十九話
カードもテーブルも、霧のようになって消え去った。残ったのはビオスフティスとイズミだけ。
「ただの小娘かと思ったが、どうやらそうでもなかったみたいだな」
ビオフスティスが薄く笑った。どこか楽しそうにも見えた。
「これで満足ですか?」
「ああ、満足したよ。お前も満足だろ? 私の主人になるんだからな」
「私が訊いているのはそういうことではありません」
「ではどういうことだ?」
「試練の内容についてですよ。アナタもわかっているはずです」
ビオフスティスが小さくため息をついた。
「はっきり言ったらどうなんだ?」
イズミは彼女をキッと睨んだ。そこには明確な敵愾心があった。試練に打ち勝ち、魔導書を手にした。それでもなお、まだ勝負はついてないと言っている。
「手加減、しましたね」
「目ざとい小娘だな」
「それは認めたと受け取っていいんですね」
「構わない。だが正確には違うぞ」
「正確だろうがなんだろうが、手を抜いていたことには変わりありません」
「まあ聞け。そうだな、どこから説明したらいいものか……」
ビオフスティスは顎に指を当て、斜め上に視線を向けた。
「まずお前は契約の試練というものを勘違いしているな」
「勘違い、ですか?」
「ああ、そうだ。では訊こう。契約の試練とはなんのためにあると思う?」
「それは魔導書を所有するにあたって相応しいかを見極めるためでは?」
「ほら、今お前は自分で答えを言ったじゃないか」
「答え……」
イズミは地面に視線を落とす。魔導書がとてつもない力を持っている、というのはすべての人間が共通に持っている認識だ。それは兵器と言っても過言ではない。契約の試練とはその兵器を使うためのテストのようなもの。魔導書という兵器を「持つ」ためや「得る」ためのものではないのだ。そう「使う」ためのテストなのだ。

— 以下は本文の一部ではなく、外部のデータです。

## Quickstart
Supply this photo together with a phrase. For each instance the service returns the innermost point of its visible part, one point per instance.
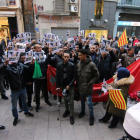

「剣や銃は誰でも持つことはできる。でもそれをちゃんと使うにはちゃんとした知識がいるし、場所によっては免許がいる」
「いいぞ、近付いてきた」
「つまり試練に合格したということは、魔導書を使う準備ができたということ。ないし、使うための資格があると認められたということ」
「そうだ。もう一つ付け加えるのであれば、契約の試練というのはただのデスゲームではないということだ。手を抜いたのではないんだよ。お前の思考能力や判断能力が一定のレベルに達した、ないし達していると判断するためのものなんだ。お前が私の判断基準を上回った。それだけのことだ」
ビオフスティスは「他にはなにか?」と首をかしげて見せた。
「言い分はよくわかりました。でも、納得はできません」
「今はそれでいい。きっと分かる日が来る。それが試合であるのか、それとも勝負であるのか。がむしゃらに全力を尽くすことが正解なのかどうか。お前はまだ若い。これから培っていって欲しいものだ」
天から光が降り注ぐ。この光の正体を、イズミは感覚的に理解していた。
「さあいくぞ、我が主よ」
イズミの身体が光に解けていく。
「そう、ですね。話はこれからいくらでもできますから」
「怖い女を主人に選んでしまったようだ」
その言葉を聞き、イズミは失笑した。彼女は確かに「選んだ」と言ったのだ。伝説の魔導書に選ばれた。今までの自分にはない、誇らしいという感情だった。